Anyone familiar with Davis’ most famous roles as imperious, domineering women may barely even recognize her as Agnes, just six years after her Oscar-nominated comeback in All About Eve. But what might seem at first like miscasting proves to be a rewarding choice, and Davis immerses herself in the role of this dowdy, self-sacrificing housewife. There’s none of Davis’ above-it-all haughtiness in Agnes, just a bone-deep weariness at every compromise she’s had to make in her life, and a stubborn determination that she’s not going to compromise on this one special day for the daughter she feels guilty for neglecting.

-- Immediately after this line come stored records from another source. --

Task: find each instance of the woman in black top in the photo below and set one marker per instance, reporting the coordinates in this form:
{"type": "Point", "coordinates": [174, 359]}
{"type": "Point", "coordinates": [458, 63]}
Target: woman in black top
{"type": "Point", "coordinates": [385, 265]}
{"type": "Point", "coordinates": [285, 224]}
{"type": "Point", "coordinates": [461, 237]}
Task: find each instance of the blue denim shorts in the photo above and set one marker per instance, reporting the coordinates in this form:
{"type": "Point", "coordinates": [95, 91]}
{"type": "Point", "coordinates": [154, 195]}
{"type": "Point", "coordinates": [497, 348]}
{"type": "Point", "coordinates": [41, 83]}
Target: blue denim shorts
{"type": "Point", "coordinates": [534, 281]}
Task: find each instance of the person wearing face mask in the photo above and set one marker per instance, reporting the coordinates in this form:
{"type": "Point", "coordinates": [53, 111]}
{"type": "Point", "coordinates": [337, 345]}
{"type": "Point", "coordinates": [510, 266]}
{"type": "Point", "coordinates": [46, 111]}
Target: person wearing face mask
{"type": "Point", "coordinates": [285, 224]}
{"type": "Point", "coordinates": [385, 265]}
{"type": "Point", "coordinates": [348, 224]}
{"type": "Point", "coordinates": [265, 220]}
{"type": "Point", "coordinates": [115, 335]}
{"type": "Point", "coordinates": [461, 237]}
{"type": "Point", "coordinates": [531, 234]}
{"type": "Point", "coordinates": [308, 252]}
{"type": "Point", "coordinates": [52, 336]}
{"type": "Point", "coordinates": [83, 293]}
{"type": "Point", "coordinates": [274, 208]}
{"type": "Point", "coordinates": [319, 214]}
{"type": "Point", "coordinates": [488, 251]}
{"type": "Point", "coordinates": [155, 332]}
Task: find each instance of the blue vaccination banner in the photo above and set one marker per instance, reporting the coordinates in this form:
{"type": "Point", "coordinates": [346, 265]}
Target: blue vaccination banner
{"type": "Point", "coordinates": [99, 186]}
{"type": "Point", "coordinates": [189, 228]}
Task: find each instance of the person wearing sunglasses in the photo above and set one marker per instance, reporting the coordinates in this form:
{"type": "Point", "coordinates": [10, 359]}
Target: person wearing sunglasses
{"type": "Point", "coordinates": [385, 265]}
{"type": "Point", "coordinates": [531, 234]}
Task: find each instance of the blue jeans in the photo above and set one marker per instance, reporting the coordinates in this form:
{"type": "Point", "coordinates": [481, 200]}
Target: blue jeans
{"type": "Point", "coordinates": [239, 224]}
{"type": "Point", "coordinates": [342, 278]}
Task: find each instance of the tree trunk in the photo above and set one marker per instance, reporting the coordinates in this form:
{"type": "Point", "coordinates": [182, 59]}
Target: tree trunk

But what’s bracing about The Catered Affair is that compromise and moderation are the movie’s most prized values. There’s an eventual happy ending, but it doesn’t come from the fancy wedding improbably working out for everyone. It comes from Agnes and Tom and Jane and Ralph taking each other’s feelings seriously, giving up on their entrenched ideas of what other people want, and letting go of unrealistic dreams. “You’ll get used to it, like everything else,” Agnes tells Jane about housework, by way of explaining married life. Sometimes getting used to it is all you can do.
“The Catered Affair” is available for digital rental and purchase on the usual platforms.